Investor Peter Boquard is sounding the alarm over the Fed-triggered housing bubble. COVID-19 pandemic politicians.
He warns that first-time home buyers are most vulnerable to serious losses.
“I feel sorry for the people who bought houses last year because they paid very high prices,” Bleakley Advisory Group’s chief investment officer told CNBC.Trade nation” on Thursday.
It singles out those who bet 5% amid historically low mortgage rates. If house prices rise by 10%, Bouquard will see a world of pain.
“Their capital has been almost completely destroyed,” he said. “For those who have owned and accumulated capital for a while, they will be much more isolated.”
His warning came as the Fed’s policymakers met for virtually annual symposium at Jackson Hole…
Primer, who followed inflation in mid-2020, was criticize the Fed’s policies during the pandemic… He notes that by supporting unprecedented quantitative easing through the economic recovery, the central bank has caused a surge in housing demand that has exceeded supply. The result is skyrocketing prices.
“The problem is that he was driving demand so high that supply couldn’t keep up – whether it was builders who couldn’t get materials, or couldn’t find labor, or couldn’t find enough plots,” said Boquvar, a CNBC contributor. …
With housing being the most interest-rate-sensitive part of the US economy, Boquvar fears the consequences will be far-reaching.
“This is very frustrating for the buyer – especially the buyer who wants to own a home for the first time, who is now lowering the price and then in turn rents it out,” Boquvar said. “But rental prices are also skyrocketing.”

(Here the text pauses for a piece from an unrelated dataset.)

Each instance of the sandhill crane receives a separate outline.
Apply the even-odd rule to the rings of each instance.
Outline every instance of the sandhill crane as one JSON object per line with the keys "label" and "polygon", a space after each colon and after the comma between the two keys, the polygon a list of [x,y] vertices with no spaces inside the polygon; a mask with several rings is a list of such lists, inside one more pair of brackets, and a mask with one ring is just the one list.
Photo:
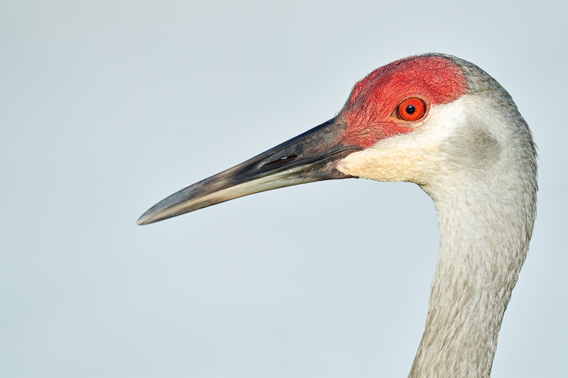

He suggests there is evidence that air is exiting the bubble.
“People are now seeing the shock in housing prices and are retreating,” Boquvar added. “Buyers are calling a timeout. They said, “I can’t afford it,” or “I want to wait for house prices to go down.”
Wall Street May Clarify The Housing Market Next Week With pending sale of existing homes, the FHFA house price index and Case-Schiller S&P CoreLogic results. He expects the data, which will reflect the trends from the beginning of this summer, to be strong.
“We will continue to see double-digit growth in house prices,” said Primer. “There is still not enough inventory.”